Total normalized reward so far: 0.379
 -- [DEBUG] [env_create] EVAL DONE:  False
 -- [DEBUG] [env_create] SIM COUNT:  3 5
===============
The mean percentage of done agents during the last Test (2 environments) was too low: 0.000 < 0.25 Evaluation will stop.
 -- [DEBUG] [env_create] return obs = False (END)
Overall Message Queue Latency :  0.001744272861074894
====================================================================================================
====================================================================================================
## Server Performance Stats
====================================================================================================
         - message_queue_latency         => min: 0.001425027847290039 || mean: 0.0017366003482899768 || max: 0.004090070724487305
         - current_episode_controller_inference_time     => min: 3.457069396972656e-05 || mean: 3.9261378599016865e-05 || max: 0.00010800361633300781
         - controller_inference_time     => min: 3.457069396972656e-05 || mean: 3.9261378599016865e-05 || max: 0.00010800361633300781
         - internal_env_step_time        => min: 0.0008053779602050781 || mean: 0.001969774117630519 || max: 0.08164787292480469
====================================================================================================
####################################################################################################
EVALUATION COMPLETE !!
####################################################################################################
# Mean Reward : -175.0
# Sum Normalized Reward : 0.37857142857142856 (primary score)
# Mean Percentage Complete : 0.0 (secondary score)
# Mean Normalized Reward : 0.18929
####################################################################################################
####################################################################################################

After modifying the template agent, this process will allow you to check that your solution is fully working.

🐛 Troubleshooting#

“`env_client.step() called before env_client.env_create() call`”#

This occurs if a previous local evaluation was interrupted. The client communicates with the evaluator service through Redis, and sometimes data in Redis can be left in an intermediate state that prevents a new evaluation from starting.

Warning

The commands that follow will delete all the data in your Redis database. Don’t run them if you use this Redis database for other purposes!

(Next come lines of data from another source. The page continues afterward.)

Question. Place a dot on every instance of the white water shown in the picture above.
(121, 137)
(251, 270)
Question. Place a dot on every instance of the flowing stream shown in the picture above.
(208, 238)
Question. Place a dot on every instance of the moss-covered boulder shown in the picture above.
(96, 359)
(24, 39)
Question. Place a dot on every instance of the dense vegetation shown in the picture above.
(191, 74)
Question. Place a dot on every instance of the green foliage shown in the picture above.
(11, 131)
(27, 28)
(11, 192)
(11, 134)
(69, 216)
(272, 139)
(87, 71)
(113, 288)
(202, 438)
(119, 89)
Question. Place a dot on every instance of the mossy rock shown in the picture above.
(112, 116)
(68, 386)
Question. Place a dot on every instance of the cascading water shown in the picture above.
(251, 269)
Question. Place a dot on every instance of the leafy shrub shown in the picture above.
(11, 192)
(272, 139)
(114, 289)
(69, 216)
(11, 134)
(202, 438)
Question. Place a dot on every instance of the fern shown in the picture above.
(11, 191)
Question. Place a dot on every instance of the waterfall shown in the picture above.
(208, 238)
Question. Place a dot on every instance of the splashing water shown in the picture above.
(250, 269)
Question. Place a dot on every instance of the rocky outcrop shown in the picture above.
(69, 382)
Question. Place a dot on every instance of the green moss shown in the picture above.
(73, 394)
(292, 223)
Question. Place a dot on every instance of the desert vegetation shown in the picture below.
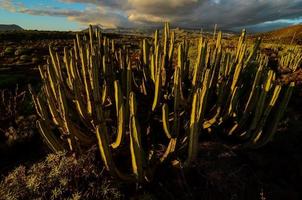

To solve this problem, run the following commands:

$ redis-cli 
127.0.0.1:6379> FLUSHALL

If you often interrupt submissions, you can systematically cleanup the Redis database before starting the evaluator:

redis-cli -c "flushall"; flatland-evaluator --tests ./debug-environments/ --shuffle False

“`unknown locale: UTF-8`”#

This happens on macOS. Append this to your ~/.bash_profile:

$ export LC_ALL=en_US.UTF-8
$ export LANG=en_US.UTF-8

And then run:

$ source ~/.bash_profile

More details

“`activate is not a conda command`”#

This error can have various causes. Most commonly, this means that your conda installation is either too old, or misconfigured in some way. The easiest fix is to update conda to the latest version and re-install it if it keeps failing.